Strickland provides some historical context (Three Mile Island and Chernobyl nuclear accidents) in the addition to the 24 hour overview which provides details such as the fact that workers at the plant pulled the batteries out of their cars to generate some form of power after the plant generators failed.

Whether or not you believe we should be using nuclear, there can’t be any question that we have to deal with radioactive waste. From the Strickland article,

… So far, the cost of Fukushima is a dozen dead towns ringing the broken power station, more than 80 000 refugees, and a traumatized Japan.

On that note, the Nov. 2, 2011 news item (Nanotechnology makes storing radioactive waste safer) takes on some urgency. From the news item on Nanowerk,

Queensland University of Technology (QUT) researchers have developed new technology capable of removing radioactive material from contaminated water and aiding clean-up efforts following nuclear disasters.

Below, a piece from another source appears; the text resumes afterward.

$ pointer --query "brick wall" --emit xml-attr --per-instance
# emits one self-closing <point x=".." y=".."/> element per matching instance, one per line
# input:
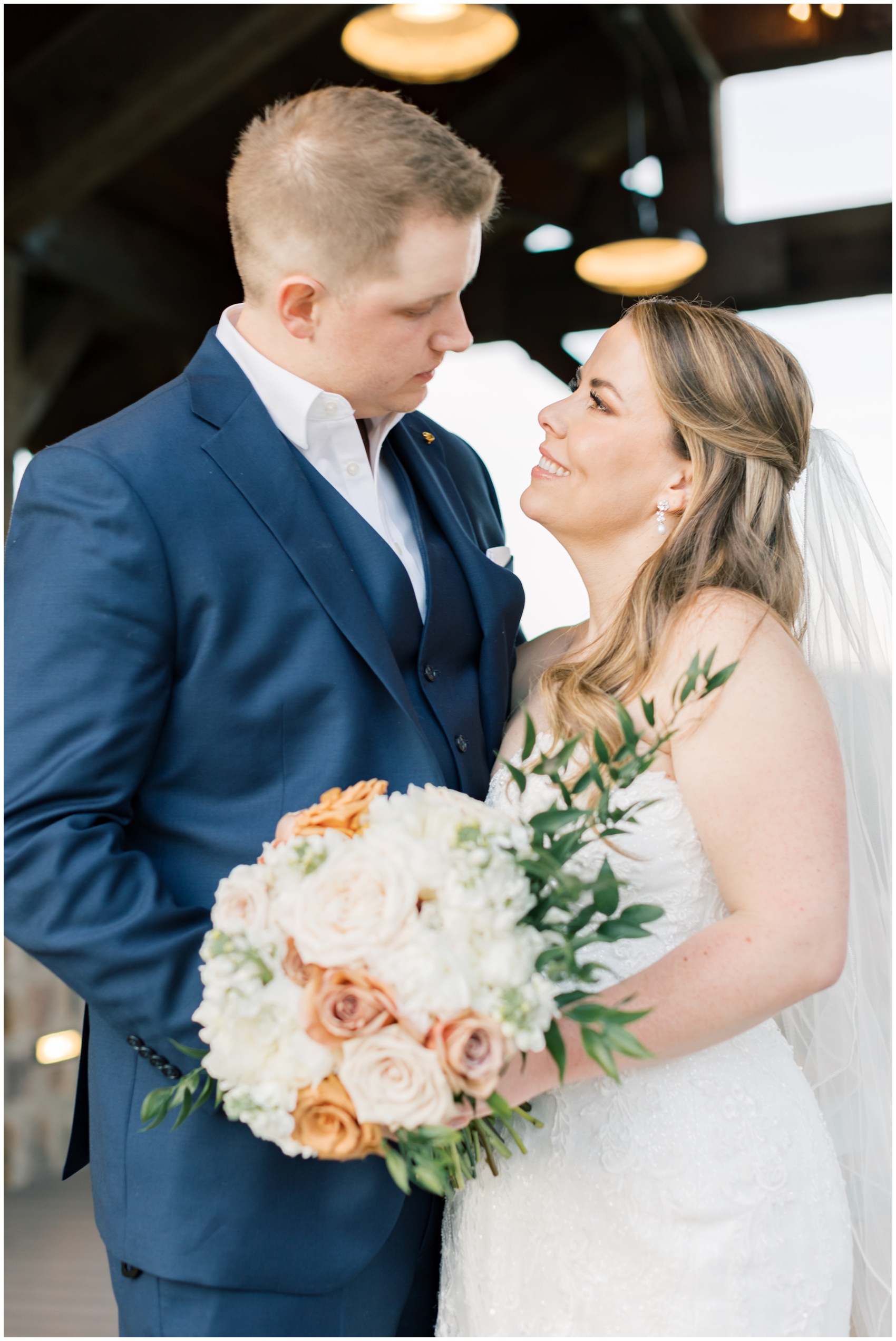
<point x="39" y="1100"/>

The technology, which was developed in collaboration with the Australian Nuclear Science and Technology Organisation (ANSTO) and Pennsylvania State University in America, works by running the contaminated water through the fine nanotubes and fibres, which trap the radioactive Cesium (Cs+) ions through a structural change.

By adding silver oxide nanocrystals to the outer surface, the nanostructures are able to capture and immobilise radioactive iodine (I-) ions used in treatments for thyroid cancer, in probes and markers for medical diagnosis, as well as found in leaks of nuclear accidents.

“It is our view that just taking the radioactive material in the adsorbents isn’t good enough. We should make it safe before disposing it,” he [Professor Huai-Yong Zhu] said.

“The same goes for Australian sites where we mine nuclear products. We need a solution before we have a problem, rather than looking for fixes when it could be too late.”

“In France, 75 per cent of electricity is produced by nuclear power and in Belgium, which has a population of 10 million people there are six nuclear power stations,” he said.

“Even if we decide that nuclear energy is not the way we want to go, we will still need to clean-up what’s been produced so far and store it safely,” he said.

There’s no mention of commercializing this means of dealing with radioactive waste but I hope they manage it, or something better,  soon (from the news item),

“One gram of the nanofibres can effectively purify at least one tonne of polluted water,” Professor Zhu said.